Sec. 260.11, Stats., provides that in an action of this type, an insurer of motor vehicles is a proper party defendant if one of several propositions be true. One is that the insurer have "an interest in the outcome of such controversy adverse to the plaintiff." Perhaps it could reasonably be said that the possibility of collection by the plaintiff from Liberty Mutual is too remote to give rise to an adverse interest, but that would be a dubious principle upon which to grant dismissal to defendant insurers because the degree of remoteness would be different in almost every case. Other grounds mentioned in the statute arise if the insurer "by its policy agrees to prosecute or defend the action brought by the plaintiff or any of the parties to such action, or agrees to engage counsel to prosecute or defend said action, or agrees to pay the costs of such litigation." The Liberty Mutual policy does contain obligations of that nature.
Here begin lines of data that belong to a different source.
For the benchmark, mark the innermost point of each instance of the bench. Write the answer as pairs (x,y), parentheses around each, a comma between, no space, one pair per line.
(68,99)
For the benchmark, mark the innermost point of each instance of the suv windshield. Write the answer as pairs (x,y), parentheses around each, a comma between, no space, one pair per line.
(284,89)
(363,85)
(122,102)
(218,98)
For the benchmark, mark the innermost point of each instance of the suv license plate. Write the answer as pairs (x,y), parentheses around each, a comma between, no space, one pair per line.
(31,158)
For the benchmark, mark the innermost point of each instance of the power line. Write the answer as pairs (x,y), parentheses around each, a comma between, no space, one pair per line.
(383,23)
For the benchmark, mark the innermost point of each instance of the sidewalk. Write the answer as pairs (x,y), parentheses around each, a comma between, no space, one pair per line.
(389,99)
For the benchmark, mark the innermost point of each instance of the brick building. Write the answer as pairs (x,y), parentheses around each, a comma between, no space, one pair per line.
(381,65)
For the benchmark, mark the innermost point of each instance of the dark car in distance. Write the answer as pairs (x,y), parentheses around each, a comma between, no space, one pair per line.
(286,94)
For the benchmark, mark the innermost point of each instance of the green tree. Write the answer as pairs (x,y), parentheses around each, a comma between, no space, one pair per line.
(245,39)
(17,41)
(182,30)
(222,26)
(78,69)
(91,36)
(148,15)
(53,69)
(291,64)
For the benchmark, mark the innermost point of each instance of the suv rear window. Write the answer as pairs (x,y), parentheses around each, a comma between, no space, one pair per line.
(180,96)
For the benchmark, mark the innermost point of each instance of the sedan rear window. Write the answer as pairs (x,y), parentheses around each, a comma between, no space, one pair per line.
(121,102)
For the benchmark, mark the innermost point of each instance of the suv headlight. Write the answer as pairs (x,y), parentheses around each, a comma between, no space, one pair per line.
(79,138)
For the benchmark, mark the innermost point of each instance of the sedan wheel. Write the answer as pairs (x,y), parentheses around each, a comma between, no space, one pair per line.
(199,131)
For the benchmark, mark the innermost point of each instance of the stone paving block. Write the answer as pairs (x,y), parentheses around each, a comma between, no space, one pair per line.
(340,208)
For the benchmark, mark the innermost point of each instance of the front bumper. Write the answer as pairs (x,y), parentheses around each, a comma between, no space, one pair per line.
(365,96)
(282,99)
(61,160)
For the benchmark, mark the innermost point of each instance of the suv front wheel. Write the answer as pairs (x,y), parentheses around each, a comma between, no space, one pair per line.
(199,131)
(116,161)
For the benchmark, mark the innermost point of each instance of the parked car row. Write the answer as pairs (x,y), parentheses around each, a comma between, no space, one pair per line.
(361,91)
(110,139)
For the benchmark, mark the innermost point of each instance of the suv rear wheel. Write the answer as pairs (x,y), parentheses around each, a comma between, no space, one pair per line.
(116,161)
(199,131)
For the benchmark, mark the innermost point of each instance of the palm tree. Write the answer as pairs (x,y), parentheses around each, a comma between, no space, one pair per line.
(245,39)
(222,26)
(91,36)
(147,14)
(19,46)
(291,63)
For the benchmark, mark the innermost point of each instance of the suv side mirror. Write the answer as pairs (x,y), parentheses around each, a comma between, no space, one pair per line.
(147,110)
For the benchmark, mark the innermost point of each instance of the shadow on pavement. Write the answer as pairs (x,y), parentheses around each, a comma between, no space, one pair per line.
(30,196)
It seems to us that in cases like the instant one, the insurer whose policy affords excess insurance is properly a defendant and remains so although any judgment ultimately rendered in favor of a plaintiff must reflect the fact that the insurers who afford insurance which is not excess are primarily liable up to the applicable policy limits.
6. Liberty Mutual's cross complaints. Liberty Mutual also moved for summary judgment on its cross complaints, seeking reimbursement for attorneys' fees and disbursements which it incurred in defense of Morrissey after refusal of the other insurers to defend. All three insurers had, and continue to have, an obligation to provide Morrissey with defense. It seems premature to make any adjustment among them of the expense of doing so in advance of final judgment.
*126 By the Court.In so far as the judgment dismissed the complaint and cross complaints against American Employers' Insurance Company and awarded costs, and in so far as the order entered June 22, 1960, directed such judgment, the judgment and the order are reversed. In all other respects the judgment and the order are affirmed. Appellants are to recover from American Employers costs in this court, except printing costs for part II of their briefs.
[1] See Tolsma v. Miller (1943), 243 Wis. 19, 9 N. W. (2d) 111, where the policy provision was similar to the provision in the instant case.
[2] (1960), 10 Wis. (2d) 579, 581, 103 N. W. (2d) 516.
[3] 7 Appleman, Insurance Law and Practice, p. 108, sec. 4326.
[4] Voysey v. Labisky (1960), 10 Wis. (2d) 274, 103 N. W. (2d) 9.
[5] (1959), 8 Wis. (2d) 388, 98 N. W. (2d) 924.
[6] (6th Cir. 1959), 273 Fed. (2d) 189, 193.
[7] (4th Cir. 1958), 258 Fed. (2d) 934, 936.